En regardant les dernières apparitions cinématographiques d’Alejandro Jodorowsky, il est facile de constater que la filmographie du joyeux luron prend une tournure centrée sur l’autobiographie. La Danza de la realidade, Jodorowsky’s Dune, et maintenant cet ovni qu’est Poesía sin fin, où le réalisateur de La Montagne Sacrée continu le récit burlesque et coloré de sa vie. Il l’invente, la réinvente, jusqu’à en obtenir un hybride situé entre Frank Capra et Federico Fellini, célébrant les petites-gens, les artistes et le génie en chacun de nous. Poesía sin fin exalte la pente naïve du cinéma, faisant l’éloge des décors en cartons, des effets spéciaux jobards, encadrant une galerie de gilles conduisant à l’hilarité autant qu’à la méprise, à la tristesse ; comme cette poétesse sortie tout droit d’un film de John Waters, aux seins adipeux et à la longue chevelure rouge , une famille de poussahs, avec notamment des grands parents sardoniques, un père craignant par dessus tout que son fils devienne poète (parce que c’est pour les « pédés » !), voire un cousin amoureux qui se suicide pour ne pas révéler son homosexualité. On se croirait parfois face à un film de George Méliès, auquel Jodorowsky fait plusieurs références, par exemple avec la séquence de la fête des morts, vibrant hommage au slapstick au cinéma des années 1900.

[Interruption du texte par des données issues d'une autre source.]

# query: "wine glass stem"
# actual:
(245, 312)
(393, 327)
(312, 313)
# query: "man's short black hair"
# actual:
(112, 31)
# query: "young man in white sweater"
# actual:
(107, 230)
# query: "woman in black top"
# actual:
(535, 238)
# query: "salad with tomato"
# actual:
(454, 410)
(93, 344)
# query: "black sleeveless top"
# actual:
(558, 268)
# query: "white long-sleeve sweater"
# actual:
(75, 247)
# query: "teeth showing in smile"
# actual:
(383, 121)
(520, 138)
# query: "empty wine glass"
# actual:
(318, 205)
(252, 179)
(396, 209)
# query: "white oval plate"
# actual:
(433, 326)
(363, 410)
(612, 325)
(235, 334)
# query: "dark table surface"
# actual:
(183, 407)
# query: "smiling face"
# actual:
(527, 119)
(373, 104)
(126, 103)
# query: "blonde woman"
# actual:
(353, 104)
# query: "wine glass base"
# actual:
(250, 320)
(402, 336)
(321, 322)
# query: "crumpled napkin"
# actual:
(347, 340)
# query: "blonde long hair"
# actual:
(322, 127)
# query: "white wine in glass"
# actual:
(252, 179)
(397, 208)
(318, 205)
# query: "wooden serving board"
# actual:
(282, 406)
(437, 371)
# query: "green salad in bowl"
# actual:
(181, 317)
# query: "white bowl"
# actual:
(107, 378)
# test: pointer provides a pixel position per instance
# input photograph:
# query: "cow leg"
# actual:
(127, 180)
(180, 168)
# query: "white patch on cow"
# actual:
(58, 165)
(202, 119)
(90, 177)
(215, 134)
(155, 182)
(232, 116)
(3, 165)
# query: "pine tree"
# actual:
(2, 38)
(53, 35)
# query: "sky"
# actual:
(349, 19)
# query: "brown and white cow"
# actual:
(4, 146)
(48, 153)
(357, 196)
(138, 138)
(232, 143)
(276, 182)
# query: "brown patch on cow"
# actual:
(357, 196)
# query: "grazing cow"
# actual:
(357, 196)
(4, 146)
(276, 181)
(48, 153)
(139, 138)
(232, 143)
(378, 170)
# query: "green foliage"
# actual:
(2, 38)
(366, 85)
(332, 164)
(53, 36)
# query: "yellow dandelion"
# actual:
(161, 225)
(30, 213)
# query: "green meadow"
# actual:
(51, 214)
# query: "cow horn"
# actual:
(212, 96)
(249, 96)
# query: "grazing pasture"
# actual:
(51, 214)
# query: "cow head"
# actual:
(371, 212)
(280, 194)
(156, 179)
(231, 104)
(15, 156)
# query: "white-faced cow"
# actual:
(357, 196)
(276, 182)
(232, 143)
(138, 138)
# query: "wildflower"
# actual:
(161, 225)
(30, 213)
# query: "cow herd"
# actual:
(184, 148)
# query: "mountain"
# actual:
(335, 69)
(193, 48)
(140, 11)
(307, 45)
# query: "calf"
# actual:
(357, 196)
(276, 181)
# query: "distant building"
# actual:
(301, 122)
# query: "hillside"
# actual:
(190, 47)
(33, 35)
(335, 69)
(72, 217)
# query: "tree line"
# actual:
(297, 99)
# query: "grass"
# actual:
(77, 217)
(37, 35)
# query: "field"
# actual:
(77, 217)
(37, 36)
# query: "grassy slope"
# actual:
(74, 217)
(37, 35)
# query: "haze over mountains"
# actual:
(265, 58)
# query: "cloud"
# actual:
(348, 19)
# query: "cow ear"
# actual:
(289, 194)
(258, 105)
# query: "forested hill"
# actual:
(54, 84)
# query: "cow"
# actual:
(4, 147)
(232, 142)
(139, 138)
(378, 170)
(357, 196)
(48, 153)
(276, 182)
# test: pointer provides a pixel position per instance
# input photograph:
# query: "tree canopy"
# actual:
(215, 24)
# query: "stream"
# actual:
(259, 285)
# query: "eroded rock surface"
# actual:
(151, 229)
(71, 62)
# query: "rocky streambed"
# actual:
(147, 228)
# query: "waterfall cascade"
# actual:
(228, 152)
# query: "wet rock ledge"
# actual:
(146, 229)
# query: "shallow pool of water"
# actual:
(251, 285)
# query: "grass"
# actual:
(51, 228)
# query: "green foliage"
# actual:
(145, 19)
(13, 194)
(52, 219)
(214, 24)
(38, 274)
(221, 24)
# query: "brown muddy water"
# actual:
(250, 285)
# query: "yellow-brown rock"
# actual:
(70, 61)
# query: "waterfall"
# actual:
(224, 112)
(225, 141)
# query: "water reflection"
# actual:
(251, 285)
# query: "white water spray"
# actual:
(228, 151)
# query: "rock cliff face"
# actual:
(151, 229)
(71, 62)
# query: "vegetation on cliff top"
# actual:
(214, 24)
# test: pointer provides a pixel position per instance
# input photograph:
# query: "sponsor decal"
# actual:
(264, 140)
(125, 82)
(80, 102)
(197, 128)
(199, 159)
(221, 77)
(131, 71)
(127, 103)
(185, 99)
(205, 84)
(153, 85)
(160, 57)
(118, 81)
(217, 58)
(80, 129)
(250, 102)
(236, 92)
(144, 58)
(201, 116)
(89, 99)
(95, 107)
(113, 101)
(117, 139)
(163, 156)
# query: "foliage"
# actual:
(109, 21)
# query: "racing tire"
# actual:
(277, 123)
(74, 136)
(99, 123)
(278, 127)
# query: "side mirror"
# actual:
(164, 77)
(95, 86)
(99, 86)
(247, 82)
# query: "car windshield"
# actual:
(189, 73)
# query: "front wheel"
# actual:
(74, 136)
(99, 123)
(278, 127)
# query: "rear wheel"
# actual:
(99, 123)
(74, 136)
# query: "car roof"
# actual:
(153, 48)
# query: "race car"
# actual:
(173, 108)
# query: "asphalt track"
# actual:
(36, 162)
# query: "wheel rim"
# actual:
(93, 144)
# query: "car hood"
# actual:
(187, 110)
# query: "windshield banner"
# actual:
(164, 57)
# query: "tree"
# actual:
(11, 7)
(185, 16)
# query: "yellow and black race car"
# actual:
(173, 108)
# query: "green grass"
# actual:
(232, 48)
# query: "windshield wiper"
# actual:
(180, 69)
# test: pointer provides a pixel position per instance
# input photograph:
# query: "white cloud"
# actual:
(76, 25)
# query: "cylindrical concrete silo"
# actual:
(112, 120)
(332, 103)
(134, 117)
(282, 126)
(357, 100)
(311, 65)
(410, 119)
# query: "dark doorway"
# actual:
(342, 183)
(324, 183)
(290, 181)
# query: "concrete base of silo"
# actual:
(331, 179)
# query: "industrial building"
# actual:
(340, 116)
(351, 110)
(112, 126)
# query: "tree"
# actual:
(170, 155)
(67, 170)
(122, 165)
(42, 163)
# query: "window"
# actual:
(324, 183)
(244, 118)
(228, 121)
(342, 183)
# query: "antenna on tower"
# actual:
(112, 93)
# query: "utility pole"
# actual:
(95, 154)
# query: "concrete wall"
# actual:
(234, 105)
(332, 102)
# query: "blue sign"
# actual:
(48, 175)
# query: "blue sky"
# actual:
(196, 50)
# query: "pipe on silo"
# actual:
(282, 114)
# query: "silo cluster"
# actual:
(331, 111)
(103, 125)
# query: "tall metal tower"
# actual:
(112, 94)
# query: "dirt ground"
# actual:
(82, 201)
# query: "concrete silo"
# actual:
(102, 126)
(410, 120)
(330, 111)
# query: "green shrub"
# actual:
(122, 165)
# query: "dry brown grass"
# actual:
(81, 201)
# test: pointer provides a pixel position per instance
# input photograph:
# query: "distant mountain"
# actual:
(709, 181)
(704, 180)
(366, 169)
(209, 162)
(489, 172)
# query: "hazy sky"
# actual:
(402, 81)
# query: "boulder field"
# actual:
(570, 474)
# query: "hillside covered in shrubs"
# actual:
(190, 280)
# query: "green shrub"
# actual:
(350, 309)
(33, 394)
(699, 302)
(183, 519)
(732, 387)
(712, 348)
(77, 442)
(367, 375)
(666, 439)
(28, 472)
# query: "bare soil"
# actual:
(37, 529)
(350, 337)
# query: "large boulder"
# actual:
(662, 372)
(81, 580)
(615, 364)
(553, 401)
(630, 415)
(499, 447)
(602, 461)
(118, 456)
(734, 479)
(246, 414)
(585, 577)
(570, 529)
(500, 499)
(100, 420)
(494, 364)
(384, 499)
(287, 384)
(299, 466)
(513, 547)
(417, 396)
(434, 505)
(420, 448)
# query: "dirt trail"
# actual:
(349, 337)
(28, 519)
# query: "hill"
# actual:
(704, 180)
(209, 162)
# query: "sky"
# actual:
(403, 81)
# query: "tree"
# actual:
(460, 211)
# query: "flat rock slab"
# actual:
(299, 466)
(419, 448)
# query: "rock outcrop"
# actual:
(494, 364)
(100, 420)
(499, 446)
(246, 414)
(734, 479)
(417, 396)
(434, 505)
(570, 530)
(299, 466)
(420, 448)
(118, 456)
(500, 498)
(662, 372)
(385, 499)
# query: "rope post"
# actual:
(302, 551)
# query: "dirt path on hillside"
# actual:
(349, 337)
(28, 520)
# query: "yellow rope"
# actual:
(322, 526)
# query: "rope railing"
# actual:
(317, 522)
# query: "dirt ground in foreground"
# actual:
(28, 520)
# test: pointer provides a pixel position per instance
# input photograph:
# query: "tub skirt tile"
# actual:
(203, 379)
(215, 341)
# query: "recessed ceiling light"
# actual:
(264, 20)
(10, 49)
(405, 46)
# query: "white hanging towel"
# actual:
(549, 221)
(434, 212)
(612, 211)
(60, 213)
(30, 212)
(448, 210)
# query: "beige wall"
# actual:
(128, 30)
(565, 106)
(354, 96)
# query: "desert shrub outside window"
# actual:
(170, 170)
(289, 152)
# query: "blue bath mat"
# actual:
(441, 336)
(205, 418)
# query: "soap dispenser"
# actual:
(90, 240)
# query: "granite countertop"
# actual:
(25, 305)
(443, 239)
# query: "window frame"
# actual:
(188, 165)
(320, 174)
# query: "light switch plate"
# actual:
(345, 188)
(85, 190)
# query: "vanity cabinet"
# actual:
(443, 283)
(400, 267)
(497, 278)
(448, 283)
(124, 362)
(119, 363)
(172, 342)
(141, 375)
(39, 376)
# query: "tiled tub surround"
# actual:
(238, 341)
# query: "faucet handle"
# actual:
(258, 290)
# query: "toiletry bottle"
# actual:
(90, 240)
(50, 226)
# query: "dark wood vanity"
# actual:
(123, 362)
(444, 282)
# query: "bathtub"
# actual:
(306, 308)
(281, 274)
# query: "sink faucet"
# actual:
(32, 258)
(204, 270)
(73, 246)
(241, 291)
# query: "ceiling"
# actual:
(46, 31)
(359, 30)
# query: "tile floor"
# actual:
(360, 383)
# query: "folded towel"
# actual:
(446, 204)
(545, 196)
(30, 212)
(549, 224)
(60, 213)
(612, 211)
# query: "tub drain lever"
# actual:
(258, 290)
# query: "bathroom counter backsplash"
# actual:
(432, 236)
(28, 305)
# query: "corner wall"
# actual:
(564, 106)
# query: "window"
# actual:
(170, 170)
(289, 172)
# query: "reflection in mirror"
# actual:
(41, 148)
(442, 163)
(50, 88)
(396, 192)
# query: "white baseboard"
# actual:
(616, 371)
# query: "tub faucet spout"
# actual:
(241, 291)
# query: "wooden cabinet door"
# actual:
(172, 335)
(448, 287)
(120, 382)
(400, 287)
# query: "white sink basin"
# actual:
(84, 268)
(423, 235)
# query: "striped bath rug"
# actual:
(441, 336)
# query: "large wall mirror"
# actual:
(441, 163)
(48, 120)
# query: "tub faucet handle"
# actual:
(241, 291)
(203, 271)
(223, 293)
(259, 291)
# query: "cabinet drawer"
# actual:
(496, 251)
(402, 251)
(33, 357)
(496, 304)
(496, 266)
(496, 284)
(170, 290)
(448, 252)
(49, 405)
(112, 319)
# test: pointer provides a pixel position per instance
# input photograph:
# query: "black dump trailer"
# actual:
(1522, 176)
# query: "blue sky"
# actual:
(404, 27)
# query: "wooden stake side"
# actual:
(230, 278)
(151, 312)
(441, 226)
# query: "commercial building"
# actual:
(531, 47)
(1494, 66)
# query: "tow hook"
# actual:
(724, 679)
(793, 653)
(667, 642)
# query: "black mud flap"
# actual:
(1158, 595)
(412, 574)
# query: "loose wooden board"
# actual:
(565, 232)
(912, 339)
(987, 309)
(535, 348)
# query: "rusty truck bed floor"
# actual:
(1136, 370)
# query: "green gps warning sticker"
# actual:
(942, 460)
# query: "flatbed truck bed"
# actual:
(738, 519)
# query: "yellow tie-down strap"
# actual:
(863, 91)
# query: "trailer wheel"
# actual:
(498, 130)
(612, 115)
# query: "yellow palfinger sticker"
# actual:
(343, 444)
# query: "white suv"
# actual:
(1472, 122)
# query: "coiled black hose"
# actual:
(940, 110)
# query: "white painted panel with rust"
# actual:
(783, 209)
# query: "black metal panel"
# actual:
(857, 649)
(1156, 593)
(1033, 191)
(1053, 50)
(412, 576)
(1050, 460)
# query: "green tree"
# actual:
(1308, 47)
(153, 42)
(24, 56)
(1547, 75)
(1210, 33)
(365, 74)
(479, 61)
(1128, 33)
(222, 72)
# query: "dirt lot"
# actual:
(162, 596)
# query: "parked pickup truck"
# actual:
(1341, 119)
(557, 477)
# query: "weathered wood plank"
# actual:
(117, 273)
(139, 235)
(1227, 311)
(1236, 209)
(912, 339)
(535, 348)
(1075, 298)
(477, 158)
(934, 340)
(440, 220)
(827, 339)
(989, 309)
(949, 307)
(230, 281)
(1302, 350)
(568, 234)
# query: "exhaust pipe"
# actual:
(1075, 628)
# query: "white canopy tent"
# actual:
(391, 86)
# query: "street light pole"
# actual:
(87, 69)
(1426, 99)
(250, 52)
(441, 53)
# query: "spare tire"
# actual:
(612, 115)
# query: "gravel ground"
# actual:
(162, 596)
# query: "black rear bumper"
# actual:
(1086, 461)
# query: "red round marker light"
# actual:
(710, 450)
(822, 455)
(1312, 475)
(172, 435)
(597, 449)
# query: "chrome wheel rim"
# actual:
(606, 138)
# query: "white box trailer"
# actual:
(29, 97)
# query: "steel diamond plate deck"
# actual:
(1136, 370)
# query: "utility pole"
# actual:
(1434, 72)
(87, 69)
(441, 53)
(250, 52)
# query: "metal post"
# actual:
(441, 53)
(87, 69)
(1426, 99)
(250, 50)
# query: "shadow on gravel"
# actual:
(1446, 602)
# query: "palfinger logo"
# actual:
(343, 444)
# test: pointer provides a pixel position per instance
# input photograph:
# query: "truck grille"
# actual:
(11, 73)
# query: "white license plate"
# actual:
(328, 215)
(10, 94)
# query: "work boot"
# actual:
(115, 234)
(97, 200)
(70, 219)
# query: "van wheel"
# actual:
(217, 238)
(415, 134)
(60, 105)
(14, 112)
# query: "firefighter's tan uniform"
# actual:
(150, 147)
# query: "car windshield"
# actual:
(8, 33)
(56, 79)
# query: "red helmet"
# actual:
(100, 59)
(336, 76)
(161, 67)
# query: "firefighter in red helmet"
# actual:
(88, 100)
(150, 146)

Ramification existentielle dans laquelle la mère ne donne des paroles qu’en chantant tandis que le père entretien son fils avec une éducation martiale, Poesía sin fin, exploration mnémonique d’un homme fou, rappelle que seule la poésie peut mettre en œuvre la création. Par conséquent, la poésie est-elle le seul dieu, la forme d’art ultime ? À ce titre, Jodorowsky rejoint des cinéastes comme Andreï Tarkovski, en posant directement la question de la forme de la divinité et son impact sur l’homme et son ouverture. La seule chose qu’il est impossible de faire dans ce film, c’est d’empêcher un poète de créer. Le cœur ouvert, Jodo concentre son imaginaire, pardonne à son père, et fait un film à son image : ubuesque, bavard, drolatique et généreux. Le final l’illustre parfaitement : le fils rase la tête du père, l’âme de ce dernier s’échappe alors vers les cieux.
Kiwi- lui attribue la note de :
-
0/10
En bref
Après Poesía sin fin, une chose est sure : Jodorowsky est un être sin lìmite. Vivement que la suite ne s’arrête jamais.